Paul knows this. He talks of armour and weapons to strengthen ourselves, not to defeat others. Indeed, we cannot ultimately defeat the powers of evil, because they are already defeated. Paul, in Ephesus, as elsewhere, is building a community of the righteous. Not the self-righteous, not the holier than though. But a community of those who are dedicating themselves to a Gospel of peace. Those who, in the Spirit are attempting to make the right choices. To be a beacon and to show people that there is a better way to live. Not perfect, by any means. But people who are trying to live in a better way. A Christian community is not a matter of quantity, but quality. We hear a lot about numerical growth of the church, or lack of it these days, but in our Gospel reading we see Jesus unconcerned about his disciples leaving him. It almost feels like he is encouraging it. It is about having the right people around him, not as many people as possible.

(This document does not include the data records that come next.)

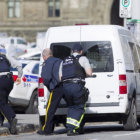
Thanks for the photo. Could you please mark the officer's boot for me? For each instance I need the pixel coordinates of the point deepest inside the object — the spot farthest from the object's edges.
(13, 124)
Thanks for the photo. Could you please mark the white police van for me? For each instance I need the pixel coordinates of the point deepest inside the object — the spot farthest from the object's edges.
(115, 83)
(23, 97)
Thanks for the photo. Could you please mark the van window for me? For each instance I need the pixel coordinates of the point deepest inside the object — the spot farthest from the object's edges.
(126, 53)
(99, 53)
(60, 50)
(36, 69)
(20, 41)
(134, 56)
(100, 56)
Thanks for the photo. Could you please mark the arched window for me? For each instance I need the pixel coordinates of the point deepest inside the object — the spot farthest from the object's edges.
(13, 8)
(54, 8)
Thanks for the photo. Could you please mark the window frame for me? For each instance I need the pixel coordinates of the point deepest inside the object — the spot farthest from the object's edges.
(14, 18)
(54, 9)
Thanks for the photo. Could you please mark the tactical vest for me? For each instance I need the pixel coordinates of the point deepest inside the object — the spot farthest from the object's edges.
(4, 64)
(71, 68)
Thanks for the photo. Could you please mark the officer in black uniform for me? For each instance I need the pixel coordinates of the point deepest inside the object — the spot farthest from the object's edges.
(6, 85)
(74, 70)
(50, 75)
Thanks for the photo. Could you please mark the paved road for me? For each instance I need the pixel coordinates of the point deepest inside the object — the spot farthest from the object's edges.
(92, 132)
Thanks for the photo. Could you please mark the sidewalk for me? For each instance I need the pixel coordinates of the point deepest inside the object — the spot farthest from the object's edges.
(26, 123)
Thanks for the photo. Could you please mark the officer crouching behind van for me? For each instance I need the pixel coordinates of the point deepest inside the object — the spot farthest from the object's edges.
(50, 75)
(6, 85)
(74, 70)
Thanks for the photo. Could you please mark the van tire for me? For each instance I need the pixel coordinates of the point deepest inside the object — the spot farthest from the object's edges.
(33, 104)
(130, 121)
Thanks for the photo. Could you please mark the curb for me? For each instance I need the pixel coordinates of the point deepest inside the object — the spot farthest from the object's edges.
(21, 128)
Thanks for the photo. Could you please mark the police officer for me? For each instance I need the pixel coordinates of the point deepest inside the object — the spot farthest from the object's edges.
(74, 70)
(50, 75)
(6, 85)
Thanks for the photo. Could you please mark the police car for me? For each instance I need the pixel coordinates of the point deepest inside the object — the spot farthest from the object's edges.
(23, 97)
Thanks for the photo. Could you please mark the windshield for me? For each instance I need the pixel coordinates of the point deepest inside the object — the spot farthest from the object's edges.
(99, 53)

We cannot solve problems like Haiti or Afghanistan. Not directly. To even try is to enmesh ourselves in that cycle of power and abuse. What we can do best is to show the world that there is a better way of living – a way not of mastery, but of servanthood, not of taking but of giving, not of hating, but of loving.

The metaphor is apt for this passage in Ephesians, but we should not be distracted by the military metaphor. Paul himself says that we are to proclaim the gospel of peace, despite our warlike apparel.
The gospel of peace is not an easy idea, especially for those who are suffering.
Jesus’s disciples did not find his teachings easy. They were looking for physical freedom now, a kingdom of their own, the oppressors to be overthrown and brought low. That is not what Jesus was offering them, not because the Romans could not be overthrown, but because that wouldn’t solve the problem of sin. Israel had been free before. It had been a nation under God’s rule, but had rebelled against that freedom – using it to indulge in idolatry. Freedom had bred pride and rebellion, rather than justice and peace. The prophets had warned them, but they had rushed headlong into destruction and exile. The freedom of choice given to Adam and to Israel had had the same consequences.